How do you dress for skiing? It’s easy to see who is prepared and who isn’t when you are at a ski resort on a bitter cold day.
People often head to a ski resort unprepared for the weather. It’s easy to spot the rookies. Often times you can find these folks seeking the nearest warm fireplace before noon, looking to sip hot chocolate or something stronger to revive those frozen body parts.
However, a miserable weather day can be easily thwarted. Windy, wet or cold, it doesn’t matter with the right combination of clothing.
Here are some tips for what to purchase and why.
Layering: Whether it’s watching a football game on a late November evening or heading to the slopes on a chilly morning, the first layer to consider are the undergarments.
Although thermal underwear is always a good idea, the middle layer has a critical role as well, guaranteeing the chill stays away and the heat remains. Vests, sweaters and sweatshirts all work well.
Fleece is a popular material for protection. It has great insolating properties. Even when it gets wet, fleece will spread the moisture and drying will occur rapidly.
Time-tested wool will also get the job done. Avoid cotton; it absorbs moisture and does not ward off the wind.
The outer protection layer serves as the repellant. Most shells and pants are waterproof and will guard against snow, rain and also reduce the effects of wind.
Jeans may look good, but that’s about it. They are not waterproof and will quickly get soaked and stay that way.
Headwear: An uncovered head can be a huge mistake on a cold day, allowing at least half the body’s heat to escape.
Buy a hat made of wool or fleece. A helmet, which is popular headgear for many kids and adults, is a good idea, providing another great source of warmth and naturally protection.
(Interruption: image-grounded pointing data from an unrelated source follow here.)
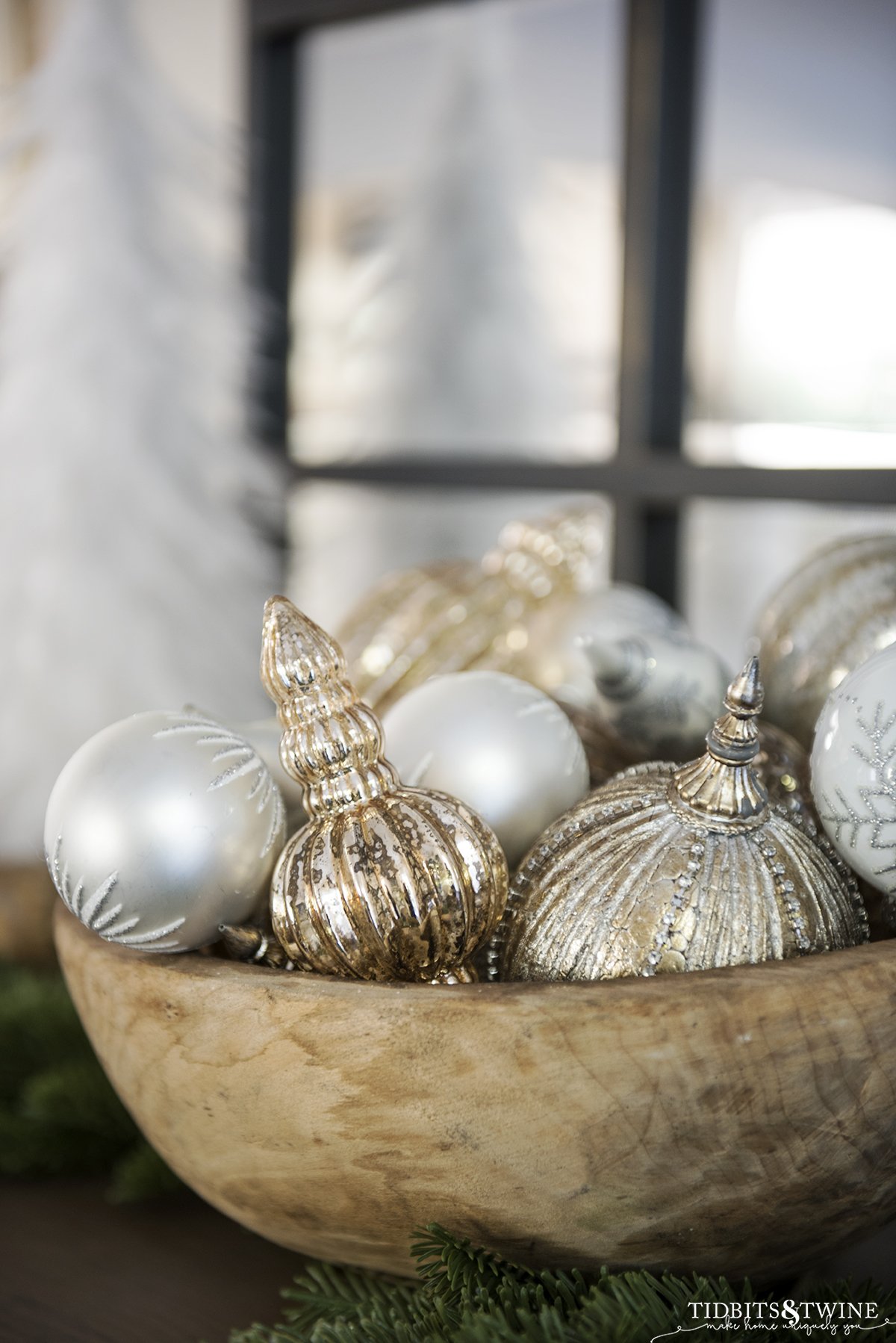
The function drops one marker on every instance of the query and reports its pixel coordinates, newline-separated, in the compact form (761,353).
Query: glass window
(344,538)
(458,232)
(793,285)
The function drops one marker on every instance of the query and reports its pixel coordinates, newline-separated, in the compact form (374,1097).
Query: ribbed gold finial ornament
(458,615)
(385,881)
(676,868)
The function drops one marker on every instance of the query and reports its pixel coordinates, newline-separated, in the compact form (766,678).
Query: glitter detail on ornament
(94,915)
(246,763)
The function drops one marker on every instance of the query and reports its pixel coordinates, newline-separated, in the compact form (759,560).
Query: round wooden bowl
(738,1122)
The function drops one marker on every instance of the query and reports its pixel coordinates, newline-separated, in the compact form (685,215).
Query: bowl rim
(671,987)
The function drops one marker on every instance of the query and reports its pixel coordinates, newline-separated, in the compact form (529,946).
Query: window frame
(649,481)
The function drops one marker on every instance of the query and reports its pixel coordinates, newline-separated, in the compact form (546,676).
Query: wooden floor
(75,1270)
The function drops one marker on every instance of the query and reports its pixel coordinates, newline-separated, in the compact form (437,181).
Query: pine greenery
(467,1295)
(58,1112)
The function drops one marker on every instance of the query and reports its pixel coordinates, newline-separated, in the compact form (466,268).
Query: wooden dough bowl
(738,1122)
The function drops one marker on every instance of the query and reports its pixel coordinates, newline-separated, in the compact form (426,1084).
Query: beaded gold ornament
(385,881)
(676,868)
(458,615)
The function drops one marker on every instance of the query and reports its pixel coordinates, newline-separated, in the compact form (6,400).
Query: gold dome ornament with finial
(385,881)
(677,868)
(462,615)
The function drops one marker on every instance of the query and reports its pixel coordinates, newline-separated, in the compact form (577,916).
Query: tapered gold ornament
(385,881)
(458,615)
(680,868)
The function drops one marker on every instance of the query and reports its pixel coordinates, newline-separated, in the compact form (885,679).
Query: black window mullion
(662,75)
(273,93)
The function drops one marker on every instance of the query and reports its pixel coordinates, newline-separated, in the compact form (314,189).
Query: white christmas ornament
(853,770)
(496,743)
(161,828)
(659,693)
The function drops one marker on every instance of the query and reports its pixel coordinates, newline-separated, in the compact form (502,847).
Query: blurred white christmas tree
(129,575)
(452,351)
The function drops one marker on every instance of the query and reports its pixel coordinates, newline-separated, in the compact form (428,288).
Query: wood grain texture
(729,1122)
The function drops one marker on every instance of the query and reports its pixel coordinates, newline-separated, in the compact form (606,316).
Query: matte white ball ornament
(499,744)
(853,770)
(160,828)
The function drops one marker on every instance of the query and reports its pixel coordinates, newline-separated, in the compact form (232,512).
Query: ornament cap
(723,784)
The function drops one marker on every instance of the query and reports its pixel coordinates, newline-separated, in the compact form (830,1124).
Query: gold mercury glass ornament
(458,615)
(673,868)
(385,881)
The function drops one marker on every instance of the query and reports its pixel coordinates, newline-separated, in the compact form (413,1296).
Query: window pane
(458,232)
(791,341)
(735,555)
(344,538)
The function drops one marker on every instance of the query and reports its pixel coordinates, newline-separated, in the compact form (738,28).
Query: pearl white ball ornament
(853,770)
(499,744)
(161,828)
(555,658)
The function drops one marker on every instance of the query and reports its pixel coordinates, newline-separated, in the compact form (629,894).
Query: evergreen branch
(60,1115)
(469,1295)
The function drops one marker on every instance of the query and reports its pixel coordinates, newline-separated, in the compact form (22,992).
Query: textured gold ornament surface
(385,881)
(458,615)
(830,615)
(679,868)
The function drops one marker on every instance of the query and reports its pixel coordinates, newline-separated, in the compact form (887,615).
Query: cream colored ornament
(385,881)
(853,770)
(555,656)
(832,614)
(653,701)
(497,743)
(657,695)
(460,615)
(161,828)
(679,868)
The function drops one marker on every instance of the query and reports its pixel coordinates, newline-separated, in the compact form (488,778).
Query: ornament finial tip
(746,692)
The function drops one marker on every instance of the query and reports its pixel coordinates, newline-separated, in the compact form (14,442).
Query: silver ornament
(161,828)
(677,868)
(657,693)
(853,770)
(265,735)
(499,744)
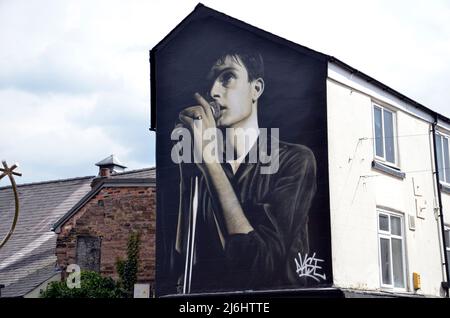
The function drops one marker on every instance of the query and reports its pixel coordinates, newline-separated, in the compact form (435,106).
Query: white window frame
(394,164)
(447,248)
(389,236)
(443,158)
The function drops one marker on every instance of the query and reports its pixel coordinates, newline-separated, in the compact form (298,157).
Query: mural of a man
(239,227)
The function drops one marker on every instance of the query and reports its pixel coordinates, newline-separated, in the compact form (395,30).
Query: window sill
(445,188)
(388,170)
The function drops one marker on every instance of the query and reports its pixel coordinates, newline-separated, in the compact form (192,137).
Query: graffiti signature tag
(307,266)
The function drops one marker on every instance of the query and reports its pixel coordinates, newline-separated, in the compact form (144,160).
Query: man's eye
(226,78)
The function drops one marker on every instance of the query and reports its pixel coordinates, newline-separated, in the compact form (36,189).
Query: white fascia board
(344,77)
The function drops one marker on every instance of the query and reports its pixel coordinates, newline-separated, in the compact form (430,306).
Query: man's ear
(258,88)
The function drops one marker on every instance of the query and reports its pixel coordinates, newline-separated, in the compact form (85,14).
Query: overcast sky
(74,75)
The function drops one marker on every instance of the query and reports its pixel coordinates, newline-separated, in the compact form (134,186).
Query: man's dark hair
(252,61)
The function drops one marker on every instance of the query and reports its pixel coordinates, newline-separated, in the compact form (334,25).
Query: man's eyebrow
(216,71)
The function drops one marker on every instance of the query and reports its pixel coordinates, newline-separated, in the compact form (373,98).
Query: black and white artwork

A neck warmer should be part of the cold weather package as well.
Gloves: Don’t go cheap; buy a quality pair of gloves. There is nothing like cold hands to spoil a day on the hill. Purchase fabrics that provide proper breathing and are waterproof. Mittens are generally warmer than gloves, but severely limit dexterity.
Avoid buying either gloves or mittens that are too tight. Air space is important at the fingertips because if provides insulation.
Socks: The more-socks-is-better theory doesn’t work. Multiple socks or very thick ones will restrict circulation, causing the feet to get colder as the day progresses.
One regular pair of socks, preferably made of wool, will do the job effectively.
Eyewear: Goggles and sunglasses can both play a major role in keeping the face warm. More importantly, they protect the eyes from ultraviolet light, which gets magnified reflecting off the snow.